彼女は診察室から、彼女専用に設けられてある通路を通って部屋に向う。

 「後で・・。」

彼女はそう呟いた。僕は黙ってその姿を見届けた。
その時、後ろから声をがした。あいつだった。

 「ああ、もう嫌になるわ。」

また、いつものように愚痴だ。

 「・・・。彼女の顔を見ると?」

僕は彼女の対処は慣れていた。嫌いだが、ここでいる以上関わる以上は、そうするしかなかった。そうやって生きてきた。僕は情けない生き物だ。

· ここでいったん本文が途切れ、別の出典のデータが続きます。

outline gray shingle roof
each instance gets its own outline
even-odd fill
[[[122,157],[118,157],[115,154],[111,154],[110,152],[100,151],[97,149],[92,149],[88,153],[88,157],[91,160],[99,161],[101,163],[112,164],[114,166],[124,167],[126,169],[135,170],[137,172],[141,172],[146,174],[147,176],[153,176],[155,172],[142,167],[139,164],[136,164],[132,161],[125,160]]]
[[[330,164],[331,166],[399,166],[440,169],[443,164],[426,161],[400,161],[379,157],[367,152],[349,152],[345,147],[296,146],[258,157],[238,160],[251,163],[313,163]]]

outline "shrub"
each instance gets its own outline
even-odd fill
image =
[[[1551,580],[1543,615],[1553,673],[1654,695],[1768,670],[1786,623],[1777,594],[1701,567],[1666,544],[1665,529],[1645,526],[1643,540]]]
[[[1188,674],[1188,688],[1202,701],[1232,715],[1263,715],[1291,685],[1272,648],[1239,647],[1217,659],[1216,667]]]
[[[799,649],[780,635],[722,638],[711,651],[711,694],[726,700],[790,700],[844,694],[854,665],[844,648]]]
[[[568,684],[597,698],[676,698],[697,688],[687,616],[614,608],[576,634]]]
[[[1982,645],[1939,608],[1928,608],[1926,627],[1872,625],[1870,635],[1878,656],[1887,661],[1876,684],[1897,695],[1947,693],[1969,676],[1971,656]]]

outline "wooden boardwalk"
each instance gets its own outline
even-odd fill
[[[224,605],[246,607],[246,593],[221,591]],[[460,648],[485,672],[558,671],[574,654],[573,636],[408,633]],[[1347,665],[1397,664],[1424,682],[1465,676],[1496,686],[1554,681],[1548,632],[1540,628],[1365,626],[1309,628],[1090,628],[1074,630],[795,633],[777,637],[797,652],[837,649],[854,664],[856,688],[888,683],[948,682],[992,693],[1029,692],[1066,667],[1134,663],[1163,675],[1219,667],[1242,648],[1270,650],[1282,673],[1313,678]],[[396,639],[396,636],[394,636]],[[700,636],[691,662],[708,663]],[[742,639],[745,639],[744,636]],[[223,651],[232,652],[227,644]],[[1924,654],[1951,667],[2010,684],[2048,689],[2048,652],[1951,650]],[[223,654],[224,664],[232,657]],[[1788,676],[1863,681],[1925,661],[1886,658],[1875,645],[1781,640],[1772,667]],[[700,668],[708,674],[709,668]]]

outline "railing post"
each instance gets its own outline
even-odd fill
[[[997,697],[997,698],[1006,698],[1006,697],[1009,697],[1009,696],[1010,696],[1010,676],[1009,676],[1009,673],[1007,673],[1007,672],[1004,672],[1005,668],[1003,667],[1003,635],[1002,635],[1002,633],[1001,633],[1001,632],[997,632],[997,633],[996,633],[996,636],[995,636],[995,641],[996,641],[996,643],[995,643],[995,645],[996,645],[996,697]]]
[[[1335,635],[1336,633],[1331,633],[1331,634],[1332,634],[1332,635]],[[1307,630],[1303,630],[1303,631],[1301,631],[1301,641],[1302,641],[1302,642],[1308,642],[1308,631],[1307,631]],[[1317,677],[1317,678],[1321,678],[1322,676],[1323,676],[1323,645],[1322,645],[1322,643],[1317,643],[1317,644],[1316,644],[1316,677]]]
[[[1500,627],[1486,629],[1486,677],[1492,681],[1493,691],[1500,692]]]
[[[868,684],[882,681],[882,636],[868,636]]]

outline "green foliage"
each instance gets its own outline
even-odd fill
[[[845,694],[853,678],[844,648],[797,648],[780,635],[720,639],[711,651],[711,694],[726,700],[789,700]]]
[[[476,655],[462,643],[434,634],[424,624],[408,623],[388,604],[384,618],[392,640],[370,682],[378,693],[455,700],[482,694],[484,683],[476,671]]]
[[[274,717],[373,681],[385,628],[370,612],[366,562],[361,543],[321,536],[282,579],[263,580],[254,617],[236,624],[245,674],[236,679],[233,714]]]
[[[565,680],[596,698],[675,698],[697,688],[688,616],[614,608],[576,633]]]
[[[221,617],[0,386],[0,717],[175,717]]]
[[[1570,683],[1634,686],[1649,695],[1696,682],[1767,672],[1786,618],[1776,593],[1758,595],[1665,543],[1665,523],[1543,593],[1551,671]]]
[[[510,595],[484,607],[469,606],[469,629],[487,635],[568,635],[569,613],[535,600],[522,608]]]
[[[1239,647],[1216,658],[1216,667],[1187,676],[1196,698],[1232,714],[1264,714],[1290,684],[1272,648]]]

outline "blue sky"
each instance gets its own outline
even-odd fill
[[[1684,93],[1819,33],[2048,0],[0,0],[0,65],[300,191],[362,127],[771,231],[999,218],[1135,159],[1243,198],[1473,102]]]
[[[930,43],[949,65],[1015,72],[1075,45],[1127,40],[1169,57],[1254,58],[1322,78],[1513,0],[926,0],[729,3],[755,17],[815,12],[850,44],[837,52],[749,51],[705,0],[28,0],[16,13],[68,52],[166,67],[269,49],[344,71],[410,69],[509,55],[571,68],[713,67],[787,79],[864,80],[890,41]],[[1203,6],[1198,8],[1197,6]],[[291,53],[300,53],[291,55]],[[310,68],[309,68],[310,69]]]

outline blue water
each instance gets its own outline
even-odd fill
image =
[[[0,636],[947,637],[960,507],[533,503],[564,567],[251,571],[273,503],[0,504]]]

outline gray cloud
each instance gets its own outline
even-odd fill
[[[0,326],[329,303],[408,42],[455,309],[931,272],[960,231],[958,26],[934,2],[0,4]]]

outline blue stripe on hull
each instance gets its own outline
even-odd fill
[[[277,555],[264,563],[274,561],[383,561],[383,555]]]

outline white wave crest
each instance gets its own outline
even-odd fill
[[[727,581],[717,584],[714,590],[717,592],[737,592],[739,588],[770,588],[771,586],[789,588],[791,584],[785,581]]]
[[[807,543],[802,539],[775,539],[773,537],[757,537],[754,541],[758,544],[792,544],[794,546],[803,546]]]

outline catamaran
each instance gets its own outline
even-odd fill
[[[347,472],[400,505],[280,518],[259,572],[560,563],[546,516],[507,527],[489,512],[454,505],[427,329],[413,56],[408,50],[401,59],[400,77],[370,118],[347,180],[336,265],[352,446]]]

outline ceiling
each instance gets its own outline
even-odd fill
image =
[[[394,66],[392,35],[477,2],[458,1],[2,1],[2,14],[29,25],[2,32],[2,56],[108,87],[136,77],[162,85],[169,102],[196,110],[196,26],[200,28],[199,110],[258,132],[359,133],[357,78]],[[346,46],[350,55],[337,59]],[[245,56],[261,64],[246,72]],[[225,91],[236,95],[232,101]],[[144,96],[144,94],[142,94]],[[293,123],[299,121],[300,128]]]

 「いえ、もうそれは言い尽くしたし、貴方は”彼女”というのを止めないのね。」

灰皿の置いていないこの診療所監視室で煙草に火をつける。眼鏡越しに映る彼女、野口博士の顔は”Φ”とは対照的だった。

 「また失敗なのよ。」

頭をかきながら横にあった椅子に座る彼女は、あきらかにイラ着いていた。だから”聞き上手”な僕のところへ憂さ晴らしに来たのだ。
 彼女が呟いた意味はすぐに判った。”Φ”が産まれたその実験の時事故があったらしく、彼女は偶然による産物だという。今も同じ方法で実験を繰り返しているが、彼女のように知性や心を持ち備えたものは産まれてこないという。ただ彼女と同じ形をした”X”と同じ化け物が、研究室の巨大な試験管の中で暴れまわっているという。事故に何らかの要因が有ったのか、それは今も判っていないらしい。まるで何かに拒絶されているかの様だと、以前からずっと僕に愚痴っていたのだ。